This page briefly explains where the code is written and executed when working on a Dataiku DSS instance.
Tools for editing code#
In this section you will discover the various options at your disposal to edit code in Dataiku DSS depending on your use-case.
If you are looking for a way to interactively explore your data and experiment with small pieces of code, then notebooks are the way to go. They allow you to execute your code by consecutive blocks called cells, and visualize each cell output.
Dataiku DSS offers the ability to spawn complete code notebooks environments server-side:
SQL notebooks to run interactive queries on your SQL databases
Code notebooks to execute Python or R code in a simple-yet-effective interface based on Jupyter notebooks
All these solutions are natively embedded in the Dataiku DSS web interface to facilitate your navigation and easily share your work with other users on the same instance. Additionally, Python/R notebook sources (
.ipynb files) can be synchronized from/to remote Git repositories.
If you are already using an IDE like Visual Studio Code or PyCharm on your client machine, by installing the relevant extensions/plugins you will be able to connect it to your Dataiku DSS instance and edit source code directly from there.
If you prefer editing your source code remotely, Dataiku DSS offers the possibility to embed a Visual Studio Code editor directly in its interface. This option is based on the platform’s “Code Studios” feature and does not require any setup on your client machine since it is fully managed by the platform.

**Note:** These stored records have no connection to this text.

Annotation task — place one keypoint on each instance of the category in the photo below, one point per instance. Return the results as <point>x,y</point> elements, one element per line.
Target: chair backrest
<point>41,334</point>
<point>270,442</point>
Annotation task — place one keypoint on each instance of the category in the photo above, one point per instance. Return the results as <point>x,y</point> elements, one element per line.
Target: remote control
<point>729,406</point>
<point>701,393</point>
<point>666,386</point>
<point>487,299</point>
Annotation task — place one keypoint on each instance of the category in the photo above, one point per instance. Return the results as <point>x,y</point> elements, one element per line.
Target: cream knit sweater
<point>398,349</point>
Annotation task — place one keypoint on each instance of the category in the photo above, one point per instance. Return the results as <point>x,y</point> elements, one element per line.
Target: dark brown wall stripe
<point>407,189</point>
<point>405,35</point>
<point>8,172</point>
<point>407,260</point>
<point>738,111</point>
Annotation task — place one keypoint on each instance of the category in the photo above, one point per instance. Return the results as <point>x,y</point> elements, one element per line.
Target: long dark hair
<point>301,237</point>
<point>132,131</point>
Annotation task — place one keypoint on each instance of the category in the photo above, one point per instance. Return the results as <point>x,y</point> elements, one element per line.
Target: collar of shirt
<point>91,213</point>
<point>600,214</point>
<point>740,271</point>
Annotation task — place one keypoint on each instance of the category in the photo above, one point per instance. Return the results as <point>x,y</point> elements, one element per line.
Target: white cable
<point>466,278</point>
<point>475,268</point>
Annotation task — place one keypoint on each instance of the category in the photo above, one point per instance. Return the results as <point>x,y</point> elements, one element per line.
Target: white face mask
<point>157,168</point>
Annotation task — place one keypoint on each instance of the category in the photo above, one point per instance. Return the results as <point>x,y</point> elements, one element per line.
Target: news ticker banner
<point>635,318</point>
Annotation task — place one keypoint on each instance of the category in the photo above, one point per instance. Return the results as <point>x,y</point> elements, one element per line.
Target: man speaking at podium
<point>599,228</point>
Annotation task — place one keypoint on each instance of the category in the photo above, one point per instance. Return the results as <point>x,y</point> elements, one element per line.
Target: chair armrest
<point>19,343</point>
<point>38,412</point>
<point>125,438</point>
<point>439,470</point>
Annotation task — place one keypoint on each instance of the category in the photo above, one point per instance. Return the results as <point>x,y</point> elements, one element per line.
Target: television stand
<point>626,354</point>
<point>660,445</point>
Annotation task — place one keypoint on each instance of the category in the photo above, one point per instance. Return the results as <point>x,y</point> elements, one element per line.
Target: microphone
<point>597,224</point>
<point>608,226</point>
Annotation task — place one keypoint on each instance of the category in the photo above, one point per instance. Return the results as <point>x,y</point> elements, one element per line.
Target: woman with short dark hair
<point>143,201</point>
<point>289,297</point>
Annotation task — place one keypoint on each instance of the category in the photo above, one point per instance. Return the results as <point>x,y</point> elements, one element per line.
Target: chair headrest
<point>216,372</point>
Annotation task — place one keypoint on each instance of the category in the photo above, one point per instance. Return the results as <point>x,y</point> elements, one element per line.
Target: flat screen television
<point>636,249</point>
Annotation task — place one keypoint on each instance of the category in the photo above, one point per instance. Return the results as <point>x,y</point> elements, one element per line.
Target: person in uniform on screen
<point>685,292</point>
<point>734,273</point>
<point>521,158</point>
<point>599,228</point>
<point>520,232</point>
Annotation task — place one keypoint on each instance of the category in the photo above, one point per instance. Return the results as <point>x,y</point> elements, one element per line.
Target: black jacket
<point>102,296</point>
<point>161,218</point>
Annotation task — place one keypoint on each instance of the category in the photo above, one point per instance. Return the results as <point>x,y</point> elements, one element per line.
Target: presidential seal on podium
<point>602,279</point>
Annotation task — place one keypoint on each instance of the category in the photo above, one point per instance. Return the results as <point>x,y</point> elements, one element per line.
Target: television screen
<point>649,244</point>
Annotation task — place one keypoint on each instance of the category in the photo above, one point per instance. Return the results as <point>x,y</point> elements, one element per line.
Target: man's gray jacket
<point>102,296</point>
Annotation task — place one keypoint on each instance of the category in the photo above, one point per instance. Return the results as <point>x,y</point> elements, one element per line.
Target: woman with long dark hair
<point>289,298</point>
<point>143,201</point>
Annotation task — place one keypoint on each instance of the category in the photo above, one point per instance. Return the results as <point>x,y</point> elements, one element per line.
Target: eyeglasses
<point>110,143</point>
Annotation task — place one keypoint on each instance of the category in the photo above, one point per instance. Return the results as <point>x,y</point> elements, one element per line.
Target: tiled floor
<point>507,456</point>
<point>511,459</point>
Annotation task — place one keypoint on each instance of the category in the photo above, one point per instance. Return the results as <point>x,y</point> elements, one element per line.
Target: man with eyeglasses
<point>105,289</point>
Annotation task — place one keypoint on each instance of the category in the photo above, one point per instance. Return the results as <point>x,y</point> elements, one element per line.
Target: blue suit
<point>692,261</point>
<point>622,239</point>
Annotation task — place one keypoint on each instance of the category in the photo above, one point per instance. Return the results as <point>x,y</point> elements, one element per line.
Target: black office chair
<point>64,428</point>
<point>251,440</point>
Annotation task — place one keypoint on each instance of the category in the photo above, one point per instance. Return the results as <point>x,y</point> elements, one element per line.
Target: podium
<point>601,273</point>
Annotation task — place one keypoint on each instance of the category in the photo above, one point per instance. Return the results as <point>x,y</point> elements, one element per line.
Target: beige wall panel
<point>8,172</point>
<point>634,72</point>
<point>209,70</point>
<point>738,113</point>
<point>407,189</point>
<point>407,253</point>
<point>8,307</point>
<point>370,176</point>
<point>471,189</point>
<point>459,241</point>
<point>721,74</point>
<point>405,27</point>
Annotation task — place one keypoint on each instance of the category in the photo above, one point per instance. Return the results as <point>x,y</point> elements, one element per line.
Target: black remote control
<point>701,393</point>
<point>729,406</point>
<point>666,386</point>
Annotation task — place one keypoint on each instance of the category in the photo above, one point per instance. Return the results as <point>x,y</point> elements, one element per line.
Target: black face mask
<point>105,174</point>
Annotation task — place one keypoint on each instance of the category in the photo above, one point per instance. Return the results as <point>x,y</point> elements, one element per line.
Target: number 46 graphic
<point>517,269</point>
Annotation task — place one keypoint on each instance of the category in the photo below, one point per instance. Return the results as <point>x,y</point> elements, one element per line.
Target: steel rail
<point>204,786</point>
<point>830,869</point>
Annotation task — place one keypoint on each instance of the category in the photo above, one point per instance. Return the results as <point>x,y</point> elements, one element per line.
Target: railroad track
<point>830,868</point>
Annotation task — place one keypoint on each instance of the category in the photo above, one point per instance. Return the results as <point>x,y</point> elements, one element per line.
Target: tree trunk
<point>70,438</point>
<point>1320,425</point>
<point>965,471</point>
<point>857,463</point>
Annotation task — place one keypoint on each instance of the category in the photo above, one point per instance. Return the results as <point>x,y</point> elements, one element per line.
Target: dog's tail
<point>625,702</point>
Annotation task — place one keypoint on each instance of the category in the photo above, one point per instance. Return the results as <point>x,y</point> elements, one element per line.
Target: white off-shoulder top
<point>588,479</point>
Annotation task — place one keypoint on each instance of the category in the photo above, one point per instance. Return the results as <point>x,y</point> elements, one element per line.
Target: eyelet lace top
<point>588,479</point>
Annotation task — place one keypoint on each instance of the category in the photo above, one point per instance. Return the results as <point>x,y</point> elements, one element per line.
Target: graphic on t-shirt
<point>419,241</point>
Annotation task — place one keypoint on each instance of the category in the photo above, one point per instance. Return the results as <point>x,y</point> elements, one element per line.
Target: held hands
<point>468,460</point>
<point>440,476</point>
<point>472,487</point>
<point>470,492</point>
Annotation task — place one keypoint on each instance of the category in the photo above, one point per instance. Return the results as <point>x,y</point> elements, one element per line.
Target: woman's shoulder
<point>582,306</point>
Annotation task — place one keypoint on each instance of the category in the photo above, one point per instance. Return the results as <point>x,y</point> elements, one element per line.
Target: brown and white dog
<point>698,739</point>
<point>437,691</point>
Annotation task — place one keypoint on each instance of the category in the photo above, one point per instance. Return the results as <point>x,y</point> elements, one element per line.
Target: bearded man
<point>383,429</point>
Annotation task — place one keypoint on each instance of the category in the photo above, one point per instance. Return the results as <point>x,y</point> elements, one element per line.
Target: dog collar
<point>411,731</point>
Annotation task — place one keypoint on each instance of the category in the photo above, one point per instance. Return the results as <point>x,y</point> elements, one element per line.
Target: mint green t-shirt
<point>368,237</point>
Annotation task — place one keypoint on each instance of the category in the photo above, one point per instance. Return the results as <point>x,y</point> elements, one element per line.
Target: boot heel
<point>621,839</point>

VSCode/IntelliJ extension for Dataiku DSS
The Visual Studio marketplace page to install and configure the extension
PyCharm plugin for Dataiku DSS
The JetBrains marketplace page to install and configure the plugin
Writing code often implies working with third-party packages that you need to install separately. For example, in the case of Python you would take advantage of virtual environments to create and import your dependencies.
In Dataiku DSS, the equivalent of the virtual environment concept is called “code environment”, it allow you to choose which Python version and which custom packages you want to run your code with. Once the code environment is set up, its dependencies can be imported from any piece of code run by Dataiku DSS.
Bringing an external code base#
As a new Dataiku DSS user, you probably have already worked on an existing code base living independently from the instance. You can make the items of this code base directly importable in Dataiku DSS by using a special feature of project libraries called “Git references”. Provided that the external code based is hosted on a remote Git repository, this feature allows you to pull a specific branch of that repository in Dataiku DSS, which will be materialized into a project library.
By doing so, you can have your Dataiku DSS workflows operate hand-in-hand with any external code repository.